Art Elsewhere: Sven Birkerts’ "Grandfather’s Painting"

I’ve been thinking about opening this blog up a little – since there are so many more beautiful things out there besides painting and sculpture. So welcome to the first post in my weekend series, Art Elsewhere, where I’ll begin with stories and songs that express the beauty of the art this blog is usually about, and then move towards the stories and songs that can be considered art all by themselves.

“This morning, going against all convention, I turned right instead of left.”

The first fine art mention comes from a book of short stories I’ve been reading by the American essayist Sven Birkerts. His family is Latvian, a fact pretty tied into most of the book, and the longest story only lasts about 10 pages. They’re mostly just short, descriptive little anecdotes or memories that somehow get stressed to have a grander meaning at the end. I like them because they’re so short, and because his sentences run long with description. This excerpt comes from a story in his collection The Other Walk, called “Grandfather’s Painting,”

My hesitation makes it clear that I am no expert in the terminology of painting, though that didn’t stop me just the other day from launching into a long aside in a writing workshop comparing the essayist’s notion of a narrative destination to the painter’s marking of that point on his canvas. Here on the canvas the eye is drawn ineluctably to the small reddish-orange oblong, and it happens to be the only trace, in a world otherwise just land, sky, and water, of human presence. Was this a formulated idea? I don’t know. I never think of painters as intending things in quite this way, and to be honest, the possibility that Mike [his grandfather] might have come to it by way of an idea rather than by pure visual instinct slightly disconcerts me. It wars with the sense of his character – who he was – that I had as a child.

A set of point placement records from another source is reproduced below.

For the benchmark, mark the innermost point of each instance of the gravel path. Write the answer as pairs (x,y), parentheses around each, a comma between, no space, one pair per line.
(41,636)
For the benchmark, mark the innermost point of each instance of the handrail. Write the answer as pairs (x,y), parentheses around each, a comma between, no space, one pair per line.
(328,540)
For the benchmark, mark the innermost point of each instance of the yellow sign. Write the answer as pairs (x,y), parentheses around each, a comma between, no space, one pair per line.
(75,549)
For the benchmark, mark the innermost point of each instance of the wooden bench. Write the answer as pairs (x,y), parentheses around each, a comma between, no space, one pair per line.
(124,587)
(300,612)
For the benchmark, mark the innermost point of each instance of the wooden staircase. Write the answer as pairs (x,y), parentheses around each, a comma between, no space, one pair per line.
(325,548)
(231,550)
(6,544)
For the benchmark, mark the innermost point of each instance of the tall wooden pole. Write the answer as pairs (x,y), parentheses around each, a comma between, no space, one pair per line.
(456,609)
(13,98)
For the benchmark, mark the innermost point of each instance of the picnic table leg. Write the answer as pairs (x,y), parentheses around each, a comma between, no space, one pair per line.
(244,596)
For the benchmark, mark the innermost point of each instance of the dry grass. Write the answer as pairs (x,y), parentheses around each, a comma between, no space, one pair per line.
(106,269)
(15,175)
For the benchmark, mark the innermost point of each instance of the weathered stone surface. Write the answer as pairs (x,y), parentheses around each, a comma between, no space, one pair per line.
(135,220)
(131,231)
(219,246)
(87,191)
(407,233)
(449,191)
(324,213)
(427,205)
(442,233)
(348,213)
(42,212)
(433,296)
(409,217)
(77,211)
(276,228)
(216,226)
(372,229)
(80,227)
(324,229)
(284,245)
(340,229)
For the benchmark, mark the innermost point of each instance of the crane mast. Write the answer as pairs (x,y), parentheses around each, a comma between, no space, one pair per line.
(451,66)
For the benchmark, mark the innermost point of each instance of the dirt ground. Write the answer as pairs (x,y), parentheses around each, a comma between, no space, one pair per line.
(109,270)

The painting, two feet by three, is signed M.A Zvirbulis in the lower right corner and dated 1960. As he died the very next year, it counts as one of his last. I took possession of it long after, when I began to live away from home – it became part of the very minimal decor of my life. No doubt that’s why those colors and hazily rendered shapes are so utterly familiar. I have stared and stared, often without knowing I was staring – which is maybe the real penetration. The landscape hung on nails in the living rooms and bedrooms of so many different apartments before ending up here in our house, where it has sidled from this room to that, finally mounting the dark stairs to come to rest against one of the attic bookcases. This is temporary, I say, and at some point I will give i its right new situation. But the temporary positioning also serves it: for I notice it several times every day when I come up to the attic to work. I mark its glow, or the bit of flat blue that is the lake, in a way I wouldn’t if it were to fall back into bewitched slumber on some wall. To be seen a painting has to keep announcing itself; it needs strenuousness, a way to stake its claim over and over. This landscape does many things – to me anyway – but it does not exert itself. Rather, it gives way to the gaze, subsides into itself; it makes no pitch about the world except, unadventurously, that it is. But I don’t mind. Again and again I contemplate a beautiful vista painted by an artist who loved the look of the world but was also tired, a man for whom seeking serenity had become the first priority.